投信業界をサバイブするための「商品構成」「販売戦略」が欠けていた可能性

 加えて、忘れてはいけないのが販売会社の問題だ。深野氏が続ける。

「近年ではITを筆頭に、他業界から金融業界や資産運用分野への参入が続いています。この流れに乗り、PayPayは成功した時の利益最大化を狙って、既存のプレイヤーと提携せず自力で立ち上げる道を選んだ。でもPayPayアセットが連携するPayPay証券には正直、売る力がなかったんです。これがたとえば楽天投信投資顧問であれば、楽天証券という大手ネット証券二強の一角が力を入れて売ってくれるのですから、事情がまったく違うわけです。結果論かもしれないけれども、商品構成にしろ販売戦略にしろ、投信業界のことをちゃんとわかっている人が舵を取っていたのかな? という疑問はあります」

 グループに運用会社を持ってはいないけれども、売る力のある販売会社と組めればまた展開は違ったのかもしれない、と深野氏はいう。

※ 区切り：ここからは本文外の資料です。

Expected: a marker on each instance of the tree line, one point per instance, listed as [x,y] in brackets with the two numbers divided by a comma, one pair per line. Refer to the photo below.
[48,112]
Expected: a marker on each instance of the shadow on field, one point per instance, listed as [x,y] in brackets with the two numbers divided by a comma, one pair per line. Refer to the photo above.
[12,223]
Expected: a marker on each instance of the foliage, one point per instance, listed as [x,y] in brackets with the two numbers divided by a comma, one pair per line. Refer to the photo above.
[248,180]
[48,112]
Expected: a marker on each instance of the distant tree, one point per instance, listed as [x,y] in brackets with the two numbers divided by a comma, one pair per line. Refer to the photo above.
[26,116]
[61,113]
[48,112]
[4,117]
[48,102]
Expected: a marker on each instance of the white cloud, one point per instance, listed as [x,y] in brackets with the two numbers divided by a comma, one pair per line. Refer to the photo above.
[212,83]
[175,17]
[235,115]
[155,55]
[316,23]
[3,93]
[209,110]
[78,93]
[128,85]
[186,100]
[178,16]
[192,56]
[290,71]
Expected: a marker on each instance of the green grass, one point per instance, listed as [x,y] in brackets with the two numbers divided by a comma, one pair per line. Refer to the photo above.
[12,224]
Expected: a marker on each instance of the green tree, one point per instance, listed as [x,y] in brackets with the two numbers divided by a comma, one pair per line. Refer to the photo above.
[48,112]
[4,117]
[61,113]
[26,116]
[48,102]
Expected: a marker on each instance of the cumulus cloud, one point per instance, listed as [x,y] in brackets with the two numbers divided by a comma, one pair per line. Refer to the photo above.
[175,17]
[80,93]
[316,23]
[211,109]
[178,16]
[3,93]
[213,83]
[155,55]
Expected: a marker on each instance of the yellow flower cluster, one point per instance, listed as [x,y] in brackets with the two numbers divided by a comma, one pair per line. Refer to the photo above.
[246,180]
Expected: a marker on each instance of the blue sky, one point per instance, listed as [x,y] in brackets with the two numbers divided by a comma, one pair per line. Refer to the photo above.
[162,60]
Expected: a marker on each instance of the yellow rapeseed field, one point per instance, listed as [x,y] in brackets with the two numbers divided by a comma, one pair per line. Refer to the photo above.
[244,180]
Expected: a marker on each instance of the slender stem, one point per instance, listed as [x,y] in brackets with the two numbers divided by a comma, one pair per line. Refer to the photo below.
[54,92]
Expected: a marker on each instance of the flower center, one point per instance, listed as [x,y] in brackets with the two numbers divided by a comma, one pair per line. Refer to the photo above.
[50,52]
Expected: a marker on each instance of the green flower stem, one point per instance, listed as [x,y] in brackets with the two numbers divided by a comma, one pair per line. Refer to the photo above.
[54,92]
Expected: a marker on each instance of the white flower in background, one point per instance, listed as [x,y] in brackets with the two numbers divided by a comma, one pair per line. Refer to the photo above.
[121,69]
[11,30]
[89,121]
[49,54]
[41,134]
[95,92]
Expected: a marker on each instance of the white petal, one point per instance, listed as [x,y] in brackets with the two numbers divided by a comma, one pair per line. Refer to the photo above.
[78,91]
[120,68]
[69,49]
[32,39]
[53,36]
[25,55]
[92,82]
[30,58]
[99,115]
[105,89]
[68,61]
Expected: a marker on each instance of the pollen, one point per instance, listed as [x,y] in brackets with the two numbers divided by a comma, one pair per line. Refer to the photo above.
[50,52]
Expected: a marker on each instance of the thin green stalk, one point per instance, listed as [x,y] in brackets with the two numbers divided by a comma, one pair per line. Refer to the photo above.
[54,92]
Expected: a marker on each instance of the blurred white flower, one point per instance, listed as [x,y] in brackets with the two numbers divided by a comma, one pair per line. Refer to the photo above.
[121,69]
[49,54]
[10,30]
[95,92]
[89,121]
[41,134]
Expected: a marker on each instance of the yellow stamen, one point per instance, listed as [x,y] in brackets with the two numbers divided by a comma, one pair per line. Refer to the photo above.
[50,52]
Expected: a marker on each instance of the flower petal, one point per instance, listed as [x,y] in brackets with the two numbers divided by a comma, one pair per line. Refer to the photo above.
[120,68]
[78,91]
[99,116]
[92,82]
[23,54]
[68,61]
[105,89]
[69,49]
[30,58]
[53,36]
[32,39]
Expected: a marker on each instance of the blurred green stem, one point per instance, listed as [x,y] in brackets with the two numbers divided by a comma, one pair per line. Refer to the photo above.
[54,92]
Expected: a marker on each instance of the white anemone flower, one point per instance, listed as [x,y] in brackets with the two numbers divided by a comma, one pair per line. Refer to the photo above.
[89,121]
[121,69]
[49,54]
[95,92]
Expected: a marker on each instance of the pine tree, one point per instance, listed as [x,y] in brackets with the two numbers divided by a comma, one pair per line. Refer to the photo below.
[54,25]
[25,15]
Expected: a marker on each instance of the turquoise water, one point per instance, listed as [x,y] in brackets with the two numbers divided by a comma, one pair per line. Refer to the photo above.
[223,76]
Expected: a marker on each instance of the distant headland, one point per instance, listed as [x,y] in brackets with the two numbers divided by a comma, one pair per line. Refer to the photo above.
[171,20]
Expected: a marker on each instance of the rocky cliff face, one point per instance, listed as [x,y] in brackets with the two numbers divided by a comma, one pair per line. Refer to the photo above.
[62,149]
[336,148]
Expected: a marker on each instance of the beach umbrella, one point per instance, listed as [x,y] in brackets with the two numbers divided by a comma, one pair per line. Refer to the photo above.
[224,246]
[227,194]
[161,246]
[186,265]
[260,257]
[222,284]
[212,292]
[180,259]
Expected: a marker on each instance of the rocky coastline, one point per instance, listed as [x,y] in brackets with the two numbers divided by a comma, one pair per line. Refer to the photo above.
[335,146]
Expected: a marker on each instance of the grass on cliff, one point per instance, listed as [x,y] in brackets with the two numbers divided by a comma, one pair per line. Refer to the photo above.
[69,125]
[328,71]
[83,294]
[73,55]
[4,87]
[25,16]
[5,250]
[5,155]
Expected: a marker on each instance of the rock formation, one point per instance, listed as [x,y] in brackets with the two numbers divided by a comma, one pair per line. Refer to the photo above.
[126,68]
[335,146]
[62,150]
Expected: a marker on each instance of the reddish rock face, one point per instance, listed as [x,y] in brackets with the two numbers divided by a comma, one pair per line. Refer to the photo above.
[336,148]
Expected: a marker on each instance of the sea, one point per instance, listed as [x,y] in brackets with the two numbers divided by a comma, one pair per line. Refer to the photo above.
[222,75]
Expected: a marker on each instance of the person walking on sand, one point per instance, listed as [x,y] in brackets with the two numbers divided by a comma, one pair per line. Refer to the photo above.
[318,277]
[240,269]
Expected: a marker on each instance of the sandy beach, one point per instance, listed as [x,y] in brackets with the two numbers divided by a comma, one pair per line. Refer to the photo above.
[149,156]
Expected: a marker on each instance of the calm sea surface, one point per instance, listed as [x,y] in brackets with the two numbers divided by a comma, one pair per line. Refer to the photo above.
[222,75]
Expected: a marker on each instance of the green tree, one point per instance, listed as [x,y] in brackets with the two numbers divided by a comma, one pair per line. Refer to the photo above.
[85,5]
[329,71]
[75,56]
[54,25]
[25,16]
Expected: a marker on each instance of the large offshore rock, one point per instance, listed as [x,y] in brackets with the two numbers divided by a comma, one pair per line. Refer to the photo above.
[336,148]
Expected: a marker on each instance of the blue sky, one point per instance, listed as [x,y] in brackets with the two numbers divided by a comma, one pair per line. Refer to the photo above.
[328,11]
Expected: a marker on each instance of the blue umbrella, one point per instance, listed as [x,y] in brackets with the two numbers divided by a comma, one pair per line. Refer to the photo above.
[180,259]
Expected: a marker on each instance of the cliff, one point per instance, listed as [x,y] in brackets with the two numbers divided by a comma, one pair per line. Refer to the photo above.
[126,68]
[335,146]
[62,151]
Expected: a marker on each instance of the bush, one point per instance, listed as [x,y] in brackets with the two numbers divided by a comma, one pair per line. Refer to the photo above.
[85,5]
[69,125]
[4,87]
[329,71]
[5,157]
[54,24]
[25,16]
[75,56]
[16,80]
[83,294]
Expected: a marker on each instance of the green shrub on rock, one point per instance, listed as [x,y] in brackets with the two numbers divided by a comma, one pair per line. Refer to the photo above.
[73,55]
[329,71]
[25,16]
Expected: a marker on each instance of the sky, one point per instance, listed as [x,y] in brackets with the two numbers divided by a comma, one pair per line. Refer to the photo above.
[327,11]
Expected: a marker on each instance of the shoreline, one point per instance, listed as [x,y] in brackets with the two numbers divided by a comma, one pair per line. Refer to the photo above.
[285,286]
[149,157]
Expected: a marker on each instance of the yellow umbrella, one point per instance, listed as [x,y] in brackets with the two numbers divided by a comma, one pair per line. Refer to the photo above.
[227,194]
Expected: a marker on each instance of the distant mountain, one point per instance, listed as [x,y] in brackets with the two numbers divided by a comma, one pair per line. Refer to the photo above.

「これは想像ですが、投信の売り方という部分で、インデックス投資は流行っているし金融庁の肝いりでもあるということで、若干高をくくっていた面があったのかもしれません。本来、どんな商品であれ想定する顧客に自社の商品を認知させるためには、コストをかけてありとあらゆる手を打つ必要があるはずです。まず広告宣伝は最初に考慮すべき手段ですし、今どきはインターネット上でインフルエンサーと組んで展開する、インフルエンサーマーケティングだってあります。はたして自社の商品を認知させ、購買につなげるための努力をどこまでしたのか。販社を巻き込んで、投資信託を売るための包括的な戦略を組めていたのだろうか、いなかったのではないか、ということですよね」

 思い返せば、PayPayアセットの親にあたるPayPayは、他のQRコード決済との激しい競争の中で、巨額の販促費用をかけて加盟店にも消費者にも優遇措置をふんだんに行った結果、今の一強体制を勝ち取った。この成功体験があったにもかかわらず、運用会社を育てる時に全く活かされていなかったと解釈することも可能だろう。